My next adventure was paddling down the length of the temporary lake created by the flooding of the karst sinkholes. Two years ago a friend told me this was possible, and last year another friend and I did it, enjoying the exploration. Others heard about it, and wanted to try it too. So quite a group of us headed off the other day for a short explore!
It was a mixed group of canoes and kayaks, and we started down the lake from the sideroad. Most of the year this is a little stream among tall grasses, perhaps 4 feet wide; my buddies were surprised at the size of the temporary lake, flooding far out into the trees.
We paddled down the course of the stream until we were over the main cluster of sinkholes. Some of these guys (they were all guys) haven't been here in the summer to see the contrast, so we're going to have to organize a follow-up walk. But based on my experience coming in all seasons, I estimate that the main cluster of sinkholes is 20-25 feet below us at this point.
The final sinkhole of the main group is beneath me here, as I paddle toward the gap which takes us into another corner of the flooded lake. This is the 'perched pond' which in summer sits 18 feet above the sinkholes, but is unconnected to them. Remarkably, it gets recharged each spring during this flood.

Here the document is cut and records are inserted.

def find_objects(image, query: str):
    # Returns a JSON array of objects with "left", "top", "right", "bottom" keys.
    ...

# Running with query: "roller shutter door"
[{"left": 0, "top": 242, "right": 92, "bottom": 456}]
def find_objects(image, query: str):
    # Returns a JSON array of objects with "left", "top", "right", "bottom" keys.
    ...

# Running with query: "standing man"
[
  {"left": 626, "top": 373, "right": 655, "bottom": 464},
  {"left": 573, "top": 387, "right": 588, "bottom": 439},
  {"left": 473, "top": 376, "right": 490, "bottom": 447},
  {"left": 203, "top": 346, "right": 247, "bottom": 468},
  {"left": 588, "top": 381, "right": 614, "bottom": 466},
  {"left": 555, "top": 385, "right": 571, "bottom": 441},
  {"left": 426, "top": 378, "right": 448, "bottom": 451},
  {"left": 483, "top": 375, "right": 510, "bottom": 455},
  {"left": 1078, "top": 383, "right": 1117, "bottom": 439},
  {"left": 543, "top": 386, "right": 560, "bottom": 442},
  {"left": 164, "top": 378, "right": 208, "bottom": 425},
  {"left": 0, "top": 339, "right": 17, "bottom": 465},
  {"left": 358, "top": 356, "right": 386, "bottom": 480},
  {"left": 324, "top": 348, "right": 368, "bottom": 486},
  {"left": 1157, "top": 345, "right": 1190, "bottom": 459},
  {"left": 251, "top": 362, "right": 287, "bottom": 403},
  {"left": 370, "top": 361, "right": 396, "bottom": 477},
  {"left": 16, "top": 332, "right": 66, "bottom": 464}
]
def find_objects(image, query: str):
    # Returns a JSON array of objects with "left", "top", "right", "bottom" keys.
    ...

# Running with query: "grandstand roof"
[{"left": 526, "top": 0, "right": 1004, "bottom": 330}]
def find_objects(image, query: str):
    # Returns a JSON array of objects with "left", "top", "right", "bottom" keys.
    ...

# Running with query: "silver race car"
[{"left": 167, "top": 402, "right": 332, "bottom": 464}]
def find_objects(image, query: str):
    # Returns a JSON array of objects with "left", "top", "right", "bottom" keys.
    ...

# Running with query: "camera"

Here two of the kayaks emerge from the lake over the sinkholes behind me, to paddle across the pond - though at this time of year it's all one waterbody.
Then we paddled across the old fence line and out into the flooded old field to the south. There are two large sinkholes here too, approximately beneath that red kayak, though they only have tiny streams draining into them (except for now!).
We managed a short paddle down the stream channel beyond this before it became too narrow and we had to turn around - but I liked the startling reflection of these old willows!
Then it was back across the old fencerow. Here I'm floating about 4-5 feet above the trail you can walk during the summer.
In the pond area you could convince yourself that you are on a remote lake in northern Ontario! Most of the time we were out of sight of signs of civilization.
Then it was back through the gap onto the main area of the flooded lake. As you paddle through the gap you can easily touch the bottom with your paddle, but out in the lake you certainly can't.
And back to the road we went, not even an hour and a half, but I think the earliest in the year that I've ever had the canoe in the water. You can just barely see the upper curve of the bridge emerging from the water. In the summer the stream is about 6 feet down. I'll share some contrasting photos in the coming days.